In a human social network, for example, someone with a high eigenvector centrality is simply what is commonly known as someone with influential ties, which this someone can use to gain special treatment, protection, or other advantages, while others that do not share the same influential ties can’t. What influential means and what can be gained of course varies depending on the social context.
A practical example
There is a tendency for entities with a higher degree centrality to have also a higher eigenvector centrality, and vice versa, which I have noticed also when studying the networks based on the material culture in Egypt during the Second Intermediate Period, which can be noticed for example in figures 1 and 2.
In the case of my research, what did it mean when a site (which was the main entity in the matrix) had a higher or lower eigenvector centrality?
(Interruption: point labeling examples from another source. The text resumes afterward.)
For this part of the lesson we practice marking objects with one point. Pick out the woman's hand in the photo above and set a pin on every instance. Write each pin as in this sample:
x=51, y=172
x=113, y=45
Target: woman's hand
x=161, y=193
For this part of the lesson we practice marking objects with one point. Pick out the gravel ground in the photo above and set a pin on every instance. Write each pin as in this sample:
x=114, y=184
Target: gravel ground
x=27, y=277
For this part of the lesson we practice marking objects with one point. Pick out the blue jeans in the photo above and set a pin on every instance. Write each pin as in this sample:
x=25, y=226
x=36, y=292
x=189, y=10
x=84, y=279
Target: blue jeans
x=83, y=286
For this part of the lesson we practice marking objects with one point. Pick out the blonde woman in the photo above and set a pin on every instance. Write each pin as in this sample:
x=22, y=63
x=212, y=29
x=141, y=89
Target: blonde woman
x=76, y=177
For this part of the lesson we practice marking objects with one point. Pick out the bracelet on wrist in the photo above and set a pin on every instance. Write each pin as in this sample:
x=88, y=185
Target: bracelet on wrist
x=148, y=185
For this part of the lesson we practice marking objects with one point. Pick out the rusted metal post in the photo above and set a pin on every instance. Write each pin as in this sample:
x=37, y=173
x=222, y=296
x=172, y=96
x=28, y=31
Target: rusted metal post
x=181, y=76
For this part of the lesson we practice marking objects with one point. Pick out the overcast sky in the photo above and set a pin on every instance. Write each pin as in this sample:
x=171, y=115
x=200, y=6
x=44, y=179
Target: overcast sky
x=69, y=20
More in general in archaeology, what can a higher or lower eigenvector centrality imply? It can mean that a site is in contact with another site that has many connections, which means that the community inhabiting or buried at a site could be in good contact with the community of a centre that was focal (because producing or receiving or (re)distributing) in the circulation of a particular type of object.
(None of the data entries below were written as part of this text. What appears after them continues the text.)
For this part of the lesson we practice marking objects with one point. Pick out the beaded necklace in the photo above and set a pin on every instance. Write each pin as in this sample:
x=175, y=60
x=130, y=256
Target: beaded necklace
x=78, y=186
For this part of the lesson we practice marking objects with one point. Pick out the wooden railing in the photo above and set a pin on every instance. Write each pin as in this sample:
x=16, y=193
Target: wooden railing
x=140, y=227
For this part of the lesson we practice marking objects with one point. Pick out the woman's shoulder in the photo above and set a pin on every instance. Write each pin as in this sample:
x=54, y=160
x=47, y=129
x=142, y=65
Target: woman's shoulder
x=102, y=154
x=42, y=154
For example, in the netwrok based on the types of scarabs and seals in common between the Egyptian sites during the Late Second Intermediate Period, Tell el-Dab’a, Tell el-Yahudiyah and, on a lower degree, Tell el-Maskhuta, Sedment, Rifeh, Mostagedda, and Qau el-Kebir, had the highest eigenvector centrality, meaning that the communities present there were in contact with communities present at sites that were focal, in the meaning explained above, in the circulation of these designs.
In the case of Tell el-Dab’a, and probably Tell el-Yahudiyah, the site was a focal site itself, in the circulation of scarabs and seal design. The network was not directed, meaning that I could not see if the community at the focal site was importing or exporting these designs (or maybe a two-way influence and transmission?). However, the point was that a community in contact with one inhabiting a focal site had, through this, more possibilities and more “open doors” to get the product in or out, basically using the other one’s popularity.
This concludes the overview on the main centrality measures and algorithms used in network analysis. There are more, such as e.g. Google’s Page rank, and I invite you to explore them and see what best fits your research, but these are often variations, or they take further the main measures discussed in these last four articles.
As always, don’t be scared of all the maths involved, as long as you grasp the basic and understand the true meaning behind it, you will be fine. And as previously said, take your time to investigate, learn and play around: it’s just part of the process.
In the next instalments of this series, I will discuss different types of matrices that you can create, other than the adjacency, and more about the different types of connections between entities in the graph (i.e. paths, walks, etc.), and strategies (like thresholds, tiers, ranks) that you could use to make sense of the results of the different algorithms.
If there is an interest, future articles will be also about measures and algorithms focusing on the edges and on the so-called “ego networks” (personal networks, centred on one entity and shaped according to its perspective and its personal ties). Until next time!